Он доверял бумаге и Вам события, мысль, но не душу. Возможно ли такое? Возможны ли события без души? Не есть ли мысль — ее продолжение, а то и высшее выражение души? Возможно, ибо то, что мы называем душой, безгранично. И часто тот, кто отдает ее людям бесстрашно, в панцире мысли, не умеет тихо брать ее за руку и вести, раздетую, страдающую, дорогой исповеди. Я думала над этим: отчего одни романисты пишут себя и свою жизнь, а другие бегут в чужую и, пристыженно озираясь, вычеркнут всякую неосторожную исповедную строку? Гордятся ли первые собой и своей жизнью, стыдятся ли ее вторые? Разгадка не здесь. Она в особом устройстве души и таланта. Ему нечего было, прятать и нечего стыдиться, но мысль, что важен мир, а не он, чьи-то жизни сущие, а не его, что ему никто и ничего не должен, а он должен всем, эта мысль, сделавшаяся и чувством, и инстинктом, держала на запоре исповедь сердца. И как бы Вы исстрадались, проживи он еще! Синие глаза, всю жизнь высматривавшие обездоленного, чтобы поделиться с ним хлебом и свободой, для Вас сделались бы ледяными, враждебными. Вот верное слово — вражда, она непременно поселилась бы между Вами. Вы требовали рассказа, а о чем он мог рассказать? О том, как ворочаются жернова памяти? Как падает черная и светлая вода прошлого, заставляя их то мелькать с быстротой мысли, то скрежетать, перемалывая кости, замедляясь до неподвижности? О бегстве в звуки скрипки, которых не унизит и нищенство? О том, как непослушны в старости топору даже и березовые поленья? О пальцах старухи, скрюченных после дойки коровы в зимнем хлеву? О пальцах, которые он отогревал дыханием, целовал, прятал в теплую, белую бороду…
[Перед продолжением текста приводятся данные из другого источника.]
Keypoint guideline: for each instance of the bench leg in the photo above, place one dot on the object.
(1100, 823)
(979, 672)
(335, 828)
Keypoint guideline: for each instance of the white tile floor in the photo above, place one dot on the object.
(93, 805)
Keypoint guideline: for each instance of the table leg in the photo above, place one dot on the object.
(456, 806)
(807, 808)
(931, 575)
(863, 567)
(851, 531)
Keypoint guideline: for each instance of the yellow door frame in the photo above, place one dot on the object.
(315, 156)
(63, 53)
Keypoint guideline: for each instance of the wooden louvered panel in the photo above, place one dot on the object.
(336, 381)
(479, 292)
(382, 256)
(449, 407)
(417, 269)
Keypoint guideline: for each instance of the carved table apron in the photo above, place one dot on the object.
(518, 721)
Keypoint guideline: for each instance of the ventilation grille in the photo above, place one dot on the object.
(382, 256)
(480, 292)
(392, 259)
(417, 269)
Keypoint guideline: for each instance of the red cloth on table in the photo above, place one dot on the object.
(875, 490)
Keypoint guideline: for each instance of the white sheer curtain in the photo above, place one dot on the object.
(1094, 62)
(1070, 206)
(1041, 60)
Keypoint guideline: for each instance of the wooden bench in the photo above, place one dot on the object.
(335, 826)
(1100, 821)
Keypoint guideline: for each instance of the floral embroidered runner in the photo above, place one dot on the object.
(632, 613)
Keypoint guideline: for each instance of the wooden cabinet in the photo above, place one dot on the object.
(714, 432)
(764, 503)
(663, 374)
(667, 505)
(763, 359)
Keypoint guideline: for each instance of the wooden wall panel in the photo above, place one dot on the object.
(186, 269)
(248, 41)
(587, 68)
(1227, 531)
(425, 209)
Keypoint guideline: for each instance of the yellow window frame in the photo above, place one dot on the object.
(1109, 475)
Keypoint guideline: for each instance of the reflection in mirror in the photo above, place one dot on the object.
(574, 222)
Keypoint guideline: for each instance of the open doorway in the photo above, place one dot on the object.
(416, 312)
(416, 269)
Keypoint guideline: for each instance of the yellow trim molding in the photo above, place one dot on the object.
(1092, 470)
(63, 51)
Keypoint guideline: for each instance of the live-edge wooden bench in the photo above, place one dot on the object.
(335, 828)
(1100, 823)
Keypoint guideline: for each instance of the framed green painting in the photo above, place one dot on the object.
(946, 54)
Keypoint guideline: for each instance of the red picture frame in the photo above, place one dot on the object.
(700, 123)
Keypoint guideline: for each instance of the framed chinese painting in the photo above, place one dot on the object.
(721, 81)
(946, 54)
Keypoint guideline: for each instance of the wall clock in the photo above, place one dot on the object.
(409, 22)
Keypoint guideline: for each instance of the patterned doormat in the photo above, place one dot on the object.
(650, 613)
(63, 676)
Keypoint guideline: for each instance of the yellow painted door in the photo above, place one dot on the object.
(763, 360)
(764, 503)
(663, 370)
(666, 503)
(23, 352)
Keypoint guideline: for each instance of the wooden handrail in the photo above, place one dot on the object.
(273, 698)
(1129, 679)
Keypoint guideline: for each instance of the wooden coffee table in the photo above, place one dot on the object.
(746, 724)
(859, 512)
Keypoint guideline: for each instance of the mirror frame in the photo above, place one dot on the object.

Он не стал бы рассказывать об этом. Он не смог бы, а я смогу. Я приучена доверять бумаге все, не делаю исключения ни для смрада, ни для стыдливых движений сердца. Верно, он говорил Вам о моих писаниях. Он носился с ними, пробовал печатать, переводил на русский, уповал, что придет час и в России наперегонки станут печатать Надежду Львову. Но в делах духа победы случаются еще реже, чем на поле брани… Мое время упущено, век устремился дальше, занося илом и песком все, что не возвышено гением над случайностью времени. Я пыталась истребить свои рукописи. Иван Васильевич спас их, — зачем? Какая их судьба? Одно я знаю твердо: когда и он решил сжечь бумаги, им руководило не безумие, а приказ воли и ума. Жизнь сделана, и все, что в ней было важного, выразило себя в поступках. Что толку в бумагах, в их медленном тлении в чужих подвалах, у выбитых чердачных окон? Что не выстояло перед жизнью, то уходит.